Center for Global Nonkilling (CGNK)

Quarterly sent from our site: Nonkilling.org.

“Homo Sapiens have not yet failed. Yes, we are failing, but there is still time to turn everything around. We can still fix this. We still have everything in our own hands.”
Greta Thunberg
“I do not allow myself to be overcome by hopelessness, no matter how tough the situation. I believe that if you just do your little bit without thinking of the bigness of what you stand against, if you turn to the enlargement of your own capacities, just that itself creates new potential.”
Vandana Shiva
"Hope can't happen unless we take action and fight to get there."
Jane Goodall

Nonkilling Arts Research Committee Letter: Vol. 6, N. 3 (July-September 2022)

Dear NKARC members and friends,
Thank you so much for the peace and arts contributions that you have sent or pointed to for this issue of NKARC Letter.  Hope and compassion with action are imperative to life-affirmative change.

1. Nonkilling Poetry

Four poems below by NKARC colleagues Katyayani Singh, Jocelyn Wright, Ada Aharoni and Francisco Gomes de Matos represent aspirations of trust, compassion, prevention and reconciliation for nonkilling peace and shared humanity.

Halt, Cease, and Retreat
By Katyayani Singh

Halt the war Comrade if you can, and speak without the sword,
Convince if you can, sans the military horde.
The world is ready to be with you on board,
If only you can strike their heart with a musical chord.
Cease the killings if you can, for we know it is not your resolution,
But somehow you think it is the final solution,
And that is thy greatest delusion.
If only you knew, your solution rests in your fusion,
You would never have taken advantage of your freedom,
You would have looked after your people as also, as your nearby kingdom.
The powers you possess would have been used with wisdom
Making wars and killings a phenomenon, that occurs only seldom.
Stop, wait and look around and see the oozing blood,
Flowing through the soil and lying on the mud,
You may find corpses of someone’s or perhaps your own beloved,
That will be soon flowing in the flood.
What did you get from this, other than humanity’s hate,
Whom did you conquer by your speedy killing rate,
The innocent beings lost their lives and the land now, is in a barren state,
For god’s sake halt, cease, and wait, before it’s too late.
There are many as we know who have flouted the international peace,
In various places at multiple instances, with great ease,
We urge all of you with collective pleas
To retreat from these killing sprees.

--Katyayani Singh teaches at Jagran Lakecity University, Bhopal India, she is co-author of the book The Nonkilling Paradigm (Springer, 2020).

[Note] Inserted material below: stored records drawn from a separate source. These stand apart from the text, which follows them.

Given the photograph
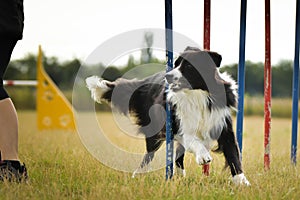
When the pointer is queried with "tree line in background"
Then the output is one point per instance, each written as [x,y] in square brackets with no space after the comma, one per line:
[64,73]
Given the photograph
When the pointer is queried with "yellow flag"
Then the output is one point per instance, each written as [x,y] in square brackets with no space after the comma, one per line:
[54,111]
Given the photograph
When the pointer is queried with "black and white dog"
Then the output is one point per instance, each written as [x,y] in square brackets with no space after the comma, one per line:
[201,100]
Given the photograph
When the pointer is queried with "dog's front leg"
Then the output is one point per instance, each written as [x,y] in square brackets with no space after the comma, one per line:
[194,145]
[144,165]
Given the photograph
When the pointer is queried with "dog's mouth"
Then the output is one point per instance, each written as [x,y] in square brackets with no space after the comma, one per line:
[174,86]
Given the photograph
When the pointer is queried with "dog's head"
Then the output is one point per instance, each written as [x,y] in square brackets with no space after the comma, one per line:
[195,69]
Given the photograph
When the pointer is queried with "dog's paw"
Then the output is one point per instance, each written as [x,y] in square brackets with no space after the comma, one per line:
[240,179]
[203,158]
[180,172]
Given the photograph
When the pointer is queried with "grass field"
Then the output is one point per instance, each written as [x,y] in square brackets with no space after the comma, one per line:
[61,168]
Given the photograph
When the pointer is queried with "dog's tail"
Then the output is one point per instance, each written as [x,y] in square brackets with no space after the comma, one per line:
[98,87]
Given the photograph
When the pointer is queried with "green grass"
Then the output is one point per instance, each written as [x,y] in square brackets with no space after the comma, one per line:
[61,168]
[281,107]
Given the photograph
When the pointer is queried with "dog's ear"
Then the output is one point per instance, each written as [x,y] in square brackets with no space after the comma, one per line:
[178,61]
[217,58]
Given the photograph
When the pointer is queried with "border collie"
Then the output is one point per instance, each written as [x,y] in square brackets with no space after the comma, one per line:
[201,99]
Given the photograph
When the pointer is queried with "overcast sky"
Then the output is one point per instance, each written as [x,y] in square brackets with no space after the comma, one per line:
[74,28]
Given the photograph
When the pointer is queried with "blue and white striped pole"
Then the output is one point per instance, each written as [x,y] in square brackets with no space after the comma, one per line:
[295,89]
[241,75]
[169,67]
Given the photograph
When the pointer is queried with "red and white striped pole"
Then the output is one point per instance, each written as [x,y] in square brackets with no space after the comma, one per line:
[267,85]
[206,45]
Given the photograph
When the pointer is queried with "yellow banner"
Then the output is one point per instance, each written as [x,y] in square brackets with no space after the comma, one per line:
[54,111]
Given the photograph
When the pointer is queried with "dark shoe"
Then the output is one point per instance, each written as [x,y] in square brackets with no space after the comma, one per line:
[13,171]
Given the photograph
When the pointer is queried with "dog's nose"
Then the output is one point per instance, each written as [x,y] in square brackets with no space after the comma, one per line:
[169,78]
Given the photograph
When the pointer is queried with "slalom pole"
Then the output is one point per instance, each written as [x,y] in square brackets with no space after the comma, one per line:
[267,85]
[169,67]
[295,90]
[206,45]
[241,75]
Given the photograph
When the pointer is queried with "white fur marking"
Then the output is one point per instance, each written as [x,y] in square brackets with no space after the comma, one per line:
[240,179]
[180,172]
[97,86]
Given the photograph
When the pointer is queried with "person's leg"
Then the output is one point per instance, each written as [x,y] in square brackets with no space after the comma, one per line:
[8,130]
[8,116]
[10,167]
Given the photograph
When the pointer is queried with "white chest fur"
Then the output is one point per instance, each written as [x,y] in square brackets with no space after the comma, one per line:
[196,119]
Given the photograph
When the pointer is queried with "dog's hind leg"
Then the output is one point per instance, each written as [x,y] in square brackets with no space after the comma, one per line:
[228,144]
[179,160]
[152,144]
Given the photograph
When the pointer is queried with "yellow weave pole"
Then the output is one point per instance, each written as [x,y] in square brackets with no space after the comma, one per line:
[54,111]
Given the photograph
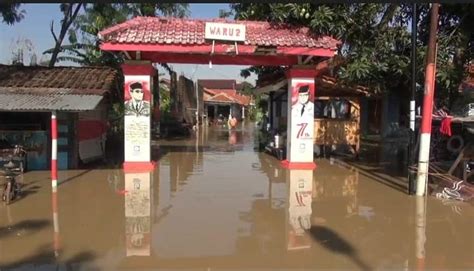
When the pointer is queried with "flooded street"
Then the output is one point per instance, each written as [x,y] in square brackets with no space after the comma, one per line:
[214,203]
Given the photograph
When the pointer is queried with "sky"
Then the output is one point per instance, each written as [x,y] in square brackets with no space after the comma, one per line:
[35,27]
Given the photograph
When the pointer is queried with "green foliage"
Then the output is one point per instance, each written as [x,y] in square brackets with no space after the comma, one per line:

Still support we can offer!
By Jocelyn Wright

We sit helplessly by as opponents to peace
Decimate Ukraine
One town after another
On diverse devices, TVs, and radios
Forgetful of our shared humanity

Meanwhile, to our North
Another dictator
Spews threats
And fashions weapons

We know we could be next
And we should not stand idly by ...

Prayer alone won't work
What can we do?
Helping Ukraine might help us, too!

As expats,
Though demonstration is illegal,
Still support we can offer:

International petitions we can sign
And home governments we can persuade
Peace-promoting causes we can endorse
Donations we can send for humanitarian aid!

Refugees we can protect
Activists and victims we can assist
Nonviolent and nonkilling actions we can encourage
Hate speech and dehumanizing ‘Others’ we can resist!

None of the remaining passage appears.